The wind turbine at the Cascade County shop, installed in 2008 with projections it would pay for up to 80 percent of the facility’s energy costs, is falling short of expectations because the site isn’t as windy as anticipated.
At the turbine’s current rate of power production, it would take the county 33.70 years to recover its $201,924 investment, according to kilowatt-hour production figures provided by the county.
“We needed to get a payback in 25 years because that was the expected life of the unit,” Commission Chairman Joe Briggs said.
The turbine currently is idle because of a parts malfunction, which isn’t helping matters.
Commissioners, led by former Commissioner Peggy Beltrone, saw the wind tower project at the shop as a way to reduce energy costs but also as a way to promote wind development because of its prominent location on Interstate 15.
“We did it largely to try to attract some additional investment in wind power in Cascade County,” Briggs said. “That part of the equation is still valid.”
Over the five years it’s been in service, the turbine has produced $29,959 worth of energy, enough to pay for 34 percent of the county’s total electricity bill of $87,574 over that time.
Wind-driven electricity dropped in 2012 and covered 19 percent of the county’s electricity bill.
When the turbine was erected, county officials projected green power would meet as much as 80 percent of the facility’s electricity needs, with savings offsetting the investment in 20 years or maybe sooner.
“It has certainly not performed financially as well as expected and not as well as I had hoped obviously,” Briggs said.
The tower, which stands 150 high including its 50-foot-long blades, was installed in 2008 at the new $6.4 million shop complex near Manchester. It cost $201,924.
The site isn’t as windy as county commissioners had hoped when they approved the 50-kilowatt turbine, said Brian Clifton, the county’s public works director.
“The turbine is producing less of its theoretical max than we had predicted,” Clifton said. “That’s directly due to the amount of wind energy available at that location.”
The county did not conduct a wind study on the hill prior to the installation of the turbine, which wind companies typically do before erecting turbines.
County officials knew the turbine would help with energy savings at the 40,000-square-foot shop but didn’t know precisely how much, Clifton said. That’s because the shop complex was a new facility and it was unclear how much energy it would use. Electricity production fluctuates with use of the facility and the weather.
Wind turbines do not operate 100 percent of the time because their operation depends on how much the wind blows, Clifton noted.
In 2011, the turbine ran about 13 percent of the time and produced $8,601 worth of electricity, or 38 percent of the annual electricity bill of $22,442. Wind paid 43 percent of the electricity bill in 2009.

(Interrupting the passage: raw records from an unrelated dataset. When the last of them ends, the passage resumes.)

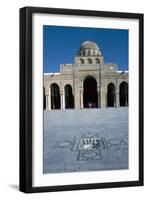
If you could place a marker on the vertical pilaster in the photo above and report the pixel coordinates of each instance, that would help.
(117, 98)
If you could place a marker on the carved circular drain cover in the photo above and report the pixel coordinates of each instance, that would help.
(91, 143)
(90, 154)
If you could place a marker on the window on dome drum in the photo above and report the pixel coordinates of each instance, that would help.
(123, 94)
(97, 61)
(88, 52)
(69, 99)
(89, 61)
(81, 61)
(111, 95)
(90, 95)
(55, 96)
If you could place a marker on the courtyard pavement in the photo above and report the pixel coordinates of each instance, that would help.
(85, 140)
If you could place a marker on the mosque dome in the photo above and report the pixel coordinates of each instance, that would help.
(89, 48)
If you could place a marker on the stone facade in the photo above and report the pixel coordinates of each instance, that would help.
(87, 83)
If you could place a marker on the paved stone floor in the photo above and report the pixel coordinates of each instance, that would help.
(85, 140)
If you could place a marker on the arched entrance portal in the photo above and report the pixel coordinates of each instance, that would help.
(123, 94)
(55, 96)
(111, 96)
(69, 100)
(90, 96)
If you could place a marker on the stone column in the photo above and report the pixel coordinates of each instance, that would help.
(99, 95)
(48, 100)
(103, 97)
(62, 101)
(117, 98)
(81, 98)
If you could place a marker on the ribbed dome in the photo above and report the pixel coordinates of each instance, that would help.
(89, 48)
(89, 45)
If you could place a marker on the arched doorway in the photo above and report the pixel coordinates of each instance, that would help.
(55, 96)
(111, 95)
(44, 99)
(123, 94)
(69, 99)
(90, 96)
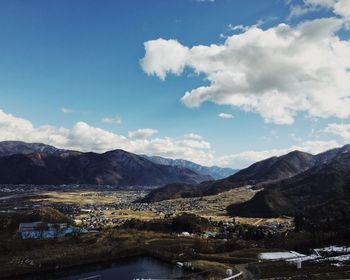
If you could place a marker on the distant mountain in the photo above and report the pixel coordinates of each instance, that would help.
(24, 163)
(8, 148)
(214, 171)
(262, 172)
(320, 192)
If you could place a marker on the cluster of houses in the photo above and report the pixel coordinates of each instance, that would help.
(36, 230)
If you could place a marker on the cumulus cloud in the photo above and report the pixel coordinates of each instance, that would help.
(112, 120)
(142, 133)
(339, 7)
(164, 56)
(225, 116)
(276, 72)
(342, 130)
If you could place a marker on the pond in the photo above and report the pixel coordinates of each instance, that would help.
(142, 267)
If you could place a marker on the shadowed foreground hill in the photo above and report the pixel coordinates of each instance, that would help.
(111, 168)
(320, 192)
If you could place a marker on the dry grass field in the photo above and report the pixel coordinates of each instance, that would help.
(213, 207)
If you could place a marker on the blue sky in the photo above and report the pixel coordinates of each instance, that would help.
(65, 63)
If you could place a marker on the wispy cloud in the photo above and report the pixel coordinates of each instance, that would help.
(142, 133)
(112, 120)
(65, 110)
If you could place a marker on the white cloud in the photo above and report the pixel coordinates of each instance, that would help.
(164, 56)
(338, 7)
(225, 116)
(277, 72)
(142, 133)
(112, 120)
(84, 137)
(193, 136)
(341, 130)
(66, 110)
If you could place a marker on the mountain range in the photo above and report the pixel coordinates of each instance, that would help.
(214, 171)
(317, 186)
(35, 163)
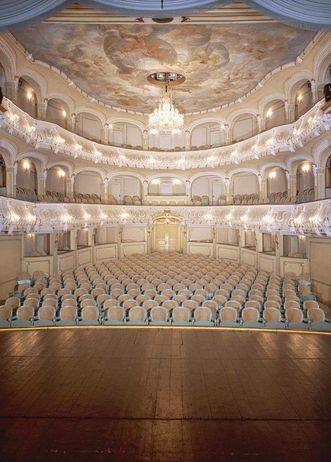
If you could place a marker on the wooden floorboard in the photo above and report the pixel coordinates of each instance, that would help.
(164, 395)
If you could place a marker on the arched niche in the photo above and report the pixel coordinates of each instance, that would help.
(125, 134)
(26, 179)
(27, 96)
(2, 77)
(56, 180)
(88, 183)
(244, 182)
(328, 178)
(274, 114)
(207, 135)
(166, 186)
(89, 126)
(305, 181)
(57, 112)
(3, 175)
(303, 98)
(276, 183)
(210, 186)
(125, 189)
(244, 126)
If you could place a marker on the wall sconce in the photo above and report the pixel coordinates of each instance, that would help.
(26, 164)
(61, 173)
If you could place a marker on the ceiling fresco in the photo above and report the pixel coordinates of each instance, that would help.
(112, 62)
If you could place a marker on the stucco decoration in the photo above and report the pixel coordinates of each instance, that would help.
(312, 218)
(111, 63)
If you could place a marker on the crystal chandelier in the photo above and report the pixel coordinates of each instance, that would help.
(166, 118)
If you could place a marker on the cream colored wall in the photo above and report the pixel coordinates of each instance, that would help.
(10, 263)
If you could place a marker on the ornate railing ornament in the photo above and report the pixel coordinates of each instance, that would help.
(311, 218)
(46, 135)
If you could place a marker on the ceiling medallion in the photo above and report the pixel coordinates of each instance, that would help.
(166, 118)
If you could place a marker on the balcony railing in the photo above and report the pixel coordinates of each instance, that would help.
(45, 135)
(312, 218)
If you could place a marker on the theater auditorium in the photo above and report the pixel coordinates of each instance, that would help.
(165, 230)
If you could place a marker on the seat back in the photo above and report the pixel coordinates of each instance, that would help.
(181, 314)
(46, 313)
(159, 313)
(137, 313)
(68, 313)
(294, 315)
(115, 313)
(203, 313)
(89, 313)
(228, 314)
(25, 313)
(272, 315)
(250, 314)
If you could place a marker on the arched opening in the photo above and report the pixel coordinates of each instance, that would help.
(125, 189)
(166, 186)
(305, 182)
(303, 99)
(26, 180)
(27, 97)
(88, 187)
(207, 135)
(89, 126)
(57, 112)
(208, 190)
(328, 178)
(3, 177)
(274, 114)
(276, 184)
(2, 78)
(245, 188)
(125, 134)
(56, 184)
(244, 126)
(167, 234)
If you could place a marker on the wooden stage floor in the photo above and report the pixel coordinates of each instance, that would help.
(164, 395)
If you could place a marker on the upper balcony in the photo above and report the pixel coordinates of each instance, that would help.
(49, 136)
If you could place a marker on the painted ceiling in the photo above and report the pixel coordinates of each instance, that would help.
(111, 62)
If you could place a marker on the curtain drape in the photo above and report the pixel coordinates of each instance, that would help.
(311, 14)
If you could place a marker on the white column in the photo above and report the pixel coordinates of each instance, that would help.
(145, 139)
(292, 181)
(188, 186)
(11, 90)
(11, 181)
(229, 195)
(104, 195)
(105, 134)
(42, 110)
(187, 140)
(227, 137)
(72, 122)
(144, 192)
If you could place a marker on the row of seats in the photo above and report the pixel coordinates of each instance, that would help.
(192, 289)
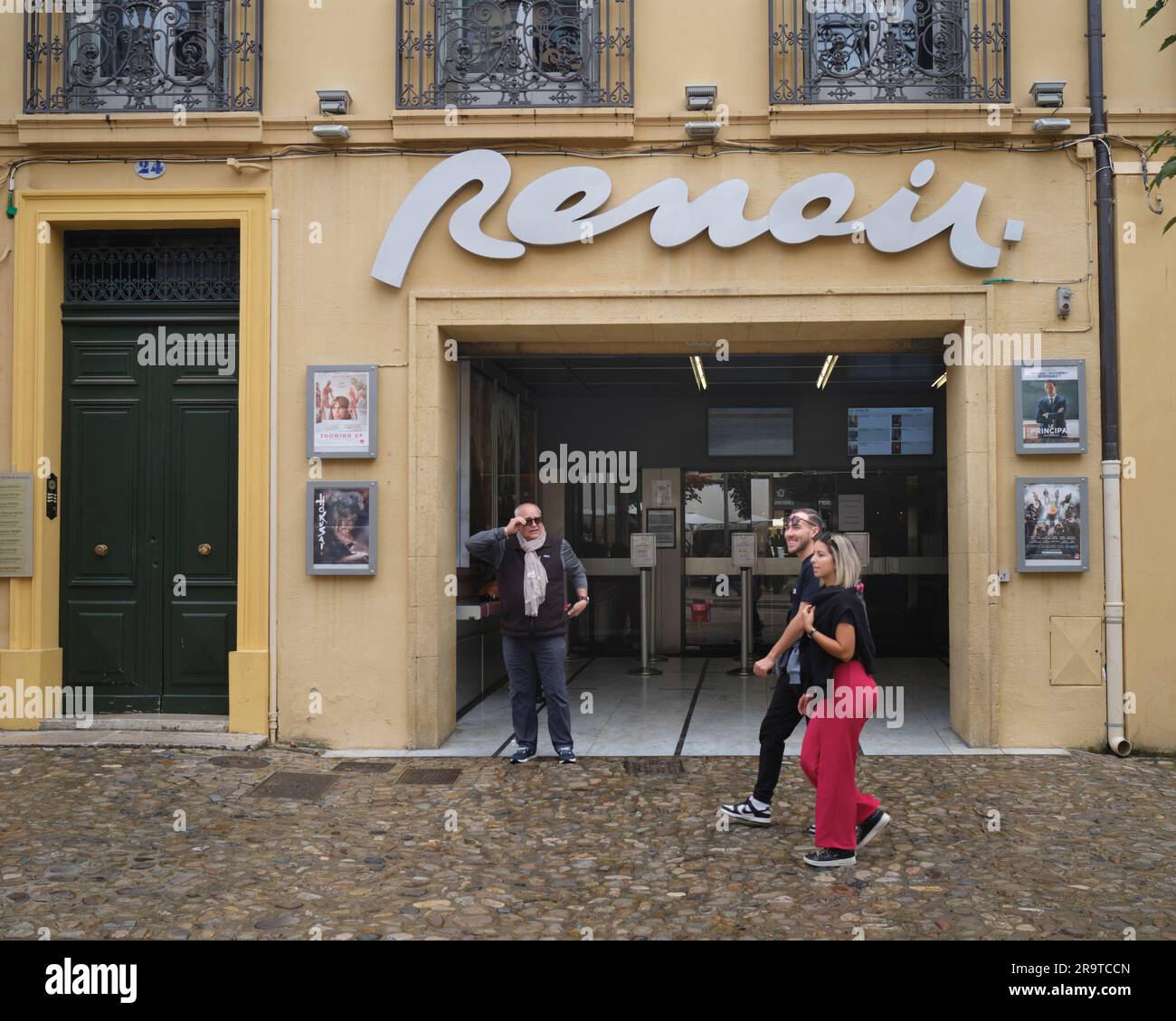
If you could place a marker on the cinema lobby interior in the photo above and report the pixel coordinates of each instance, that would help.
(708, 449)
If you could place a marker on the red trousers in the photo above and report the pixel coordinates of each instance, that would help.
(830, 756)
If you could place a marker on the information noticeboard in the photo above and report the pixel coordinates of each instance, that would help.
(15, 525)
(643, 550)
(744, 548)
(662, 523)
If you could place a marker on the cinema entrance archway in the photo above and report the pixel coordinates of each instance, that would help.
(606, 323)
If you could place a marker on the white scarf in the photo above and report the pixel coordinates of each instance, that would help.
(534, 581)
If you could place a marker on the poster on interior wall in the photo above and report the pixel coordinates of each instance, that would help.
(1053, 532)
(1050, 402)
(341, 411)
(340, 527)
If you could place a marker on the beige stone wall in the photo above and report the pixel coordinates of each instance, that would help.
(363, 642)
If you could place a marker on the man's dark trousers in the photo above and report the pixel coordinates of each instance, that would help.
(530, 664)
(780, 721)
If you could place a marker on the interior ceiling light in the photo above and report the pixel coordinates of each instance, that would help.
(700, 376)
(826, 372)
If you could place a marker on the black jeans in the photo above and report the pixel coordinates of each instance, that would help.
(777, 724)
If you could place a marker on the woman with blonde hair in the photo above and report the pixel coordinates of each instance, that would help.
(839, 649)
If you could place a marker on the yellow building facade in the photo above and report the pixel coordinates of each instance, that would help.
(369, 662)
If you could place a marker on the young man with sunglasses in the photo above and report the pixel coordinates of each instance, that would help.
(782, 716)
(530, 566)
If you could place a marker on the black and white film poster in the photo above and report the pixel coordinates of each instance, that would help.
(1054, 533)
(341, 411)
(340, 528)
(1050, 406)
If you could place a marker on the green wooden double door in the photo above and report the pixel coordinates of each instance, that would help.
(148, 511)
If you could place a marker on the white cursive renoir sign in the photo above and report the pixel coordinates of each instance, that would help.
(536, 215)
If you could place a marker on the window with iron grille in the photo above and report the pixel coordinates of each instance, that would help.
(889, 51)
(152, 266)
(145, 57)
(514, 53)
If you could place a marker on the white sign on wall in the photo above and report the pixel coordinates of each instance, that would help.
(537, 214)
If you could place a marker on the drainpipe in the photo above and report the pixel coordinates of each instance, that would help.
(1108, 358)
(274, 219)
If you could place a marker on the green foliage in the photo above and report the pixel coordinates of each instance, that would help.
(1165, 140)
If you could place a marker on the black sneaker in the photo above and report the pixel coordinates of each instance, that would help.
(830, 857)
(870, 828)
(745, 812)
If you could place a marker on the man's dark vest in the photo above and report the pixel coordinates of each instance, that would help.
(552, 620)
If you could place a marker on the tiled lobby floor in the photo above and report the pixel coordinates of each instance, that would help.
(695, 708)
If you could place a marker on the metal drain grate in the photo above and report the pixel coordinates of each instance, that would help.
(294, 786)
(239, 762)
(438, 777)
(654, 767)
(363, 766)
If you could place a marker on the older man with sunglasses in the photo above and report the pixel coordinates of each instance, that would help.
(532, 564)
(783, 713)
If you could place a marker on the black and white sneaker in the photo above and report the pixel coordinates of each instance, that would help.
(870, 828)
(745, 812)
(830, 857)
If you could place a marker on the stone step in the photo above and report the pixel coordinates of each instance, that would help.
(130, 739)
(169, 723)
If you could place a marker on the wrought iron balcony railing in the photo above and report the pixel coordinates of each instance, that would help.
(514, 53)
(144, 55)
(888, 51)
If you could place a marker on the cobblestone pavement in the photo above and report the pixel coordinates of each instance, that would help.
(93, 845)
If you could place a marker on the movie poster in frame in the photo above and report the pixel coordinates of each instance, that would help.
(341, 411)
(1049, 400)
(1053, 524)
(340, 527)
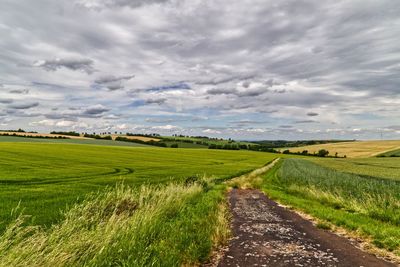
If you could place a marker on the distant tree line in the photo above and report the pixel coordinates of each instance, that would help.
(34, 136)
(72, 133)
(143, 135)
(150, 142)
(297, 143)
(17, 131)
(321, 153)
(96, 136)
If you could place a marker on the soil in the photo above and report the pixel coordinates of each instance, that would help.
(266, 234)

“Last year we definitely did not have the wind that we had had the years before,” Clifton said of 2012.
In 2012, the wind turbine generated $4,795, or 19 percent of the facility’s total electricity bill, the lowest amount it’s generated. It ran at 9.21 percent of its theoretical operating capacity of 100 percent.
If wind production picks up at the site in the coming years, Clifton said, the county could end up recovering its investment sooner than the current projection of 33 years.
On average, the shop turbine is generating $6,000 worth of electricity a year for the county.
The turbine has been mostly idle for the first five months of 2013.
“The last few months with it not running at all has really damaged the value of it for us,” Briggs said.
Tip breaks in the tower blades, needed to shut down the turbine when the wind blows too hard, malfunctioned, and it’s been idle since the end of January.
Clifton said it wasn’t repaired sooner because the turbine manufacturer, Entegrity Wind System Inc. of Boulder, Colo., went out of business, and the parts had to be ordered from a company in Nova Scotia.
The cost of replacement parts is $727, said Jon Foster, a wind specialist with Moodie Wind Energy, a subsidiary of Moodie Implement.
The county hired Moodie Wing Energy to do tower maintenance after Entegrity went out of business.
Parts are expected to arrive late this week with the repairs likely to occur early next week, Foster said.
Another company was planning to use the turbine and the shop site as a test facility for a new type of large-scale battery storage unit capable of storing electricity generated by wind, Briggs said. If commercially viable, it was hoped that the battery storage technology would attract interest from wind developers and possibly a business to manufacture the batteries.
Briggs said the project fell through after the company went through bankruptcy reorganization.